L'Institut cite également une étude espagnole qui a identifié le virus dans les eaux usées de Barcelone recueillies vers la mi-janvier, "environ 40 jours avant la notification du premier cas autochtone" en Espagne.
"Nos résultats confirment l'évidence acquise désormais au niveau international sur l'importance de la surveillance du virus dans les échantillons prélevés dans les eaux usées", assure Luca Lucentini, un responsable de l'ISS.
Cette technique sera mise en œuvre en juillet avec la surveillance d'éventuelles traces du virus dans les eaux usées dans des localités touristiques italiennes.
Relance européenne
Face à la crise économique gravissime provoquée par la pandémie, les dirigeants de l'Union européenne se sont réunis vendredi par visio-conférence mais n'ont pris aucune décision, prévoyant de se retrouver mi-juillet à Bruxelles pour trouver un accord sur un plan de relance massif.

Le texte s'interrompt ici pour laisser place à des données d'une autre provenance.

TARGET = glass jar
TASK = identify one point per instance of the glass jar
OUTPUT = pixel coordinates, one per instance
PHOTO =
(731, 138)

Un accord sur ce plan de 750 milliards d'euros, destiné à sortir le Vieux Continent d'une récession historique, marquerait une étape majeure dans la construction européenne. Car cette somme sera pour la première fois empruntée au nom de l'UE sur les marchés, brisant le tabou d'une dette commune européenne.
Le sommet virtuel a permis à chaque dirigeant de dévoiler ses objectifs et ses marges de négociation sur la proposition de la Commission destinée à soutenir une économie européenne sinistrée.
Il faudra en particulier vaincre les réticences des quatre "frugaux" - Pays-Bas, l'Autriche, Suède, Danemark - très réservés sur ce plan, qui bénéficiera avant tout aux pays du Sud.
Sur le front de la pandémie, 25 nouveaux cas ont été recensés vendredi à Pékin, portant à 183 le nombre des nouveaux malades depuis la semaine dernière dans la capitale chinoise de 21 millions d'habitants.
Les autorités chinoises ont publié des données scientifiques laissant penser que le virus responsable du rebond épidémique à Pékin serait une version ayant circulé sur le continent européen il y a plusieurs semaines ou mois.
"Il est possible que le virus qui provoque aujourd'hui une épidémie à Pékin ait voyagé depuis Wuhan jusqu'à l'Europe et soit maintenant revenu en Chine", estime Ben Cowling, professeur à l'Ecole de santé publique de l'Université de Hong Kong.
Gestion locale et souple
En Ukraine, où les restrictions à la circulation ont été levées le 11 mai, les autorités ont indiqué qu'elles allaient ré-imposer par endroits des mesures de confinement.
"Dans certaines régions, des restrictions strictes doivent être imposées", a indiqué le ministre de la Santé Maksym Stepanov, le pays ayant enregistré, en trois jours, un troisième record quotidien de nouveaux cas, avec 921 contaminations.
Au Maroc, le ministère de la Santé a fait état vendredi de 539 nouveaux cas, le bilan quotidien le plus élevé dans le royaume depuis l'annonce du premier cas début mars.
Jusqu'ici, le Maroc, 35 millions d'habitants, enregistrait quotidiennement moins d'une centaine de cas en moyenne.
Aux Etats-Unis, où un rebond du coronavirus a été observé dans une vingtaine d'Etats, notamment dans le Sud et l'Ouest du pays, l'expert en maladies infectieuses Anthony Fauci a estimé, dans un entretien avec l'AFP, que de nouvelles mesures de confinement ne seront pas nécessaires.
Selon lui, il faut privilégier une gestion très locale et souple de l'épidémie, en particulier sur la question de la réouverture des écoles.
Les Etats-Unis, où près de 120.000 décès ont été déplorés, sont de loin le pays le plus touché au monde par la pandémie.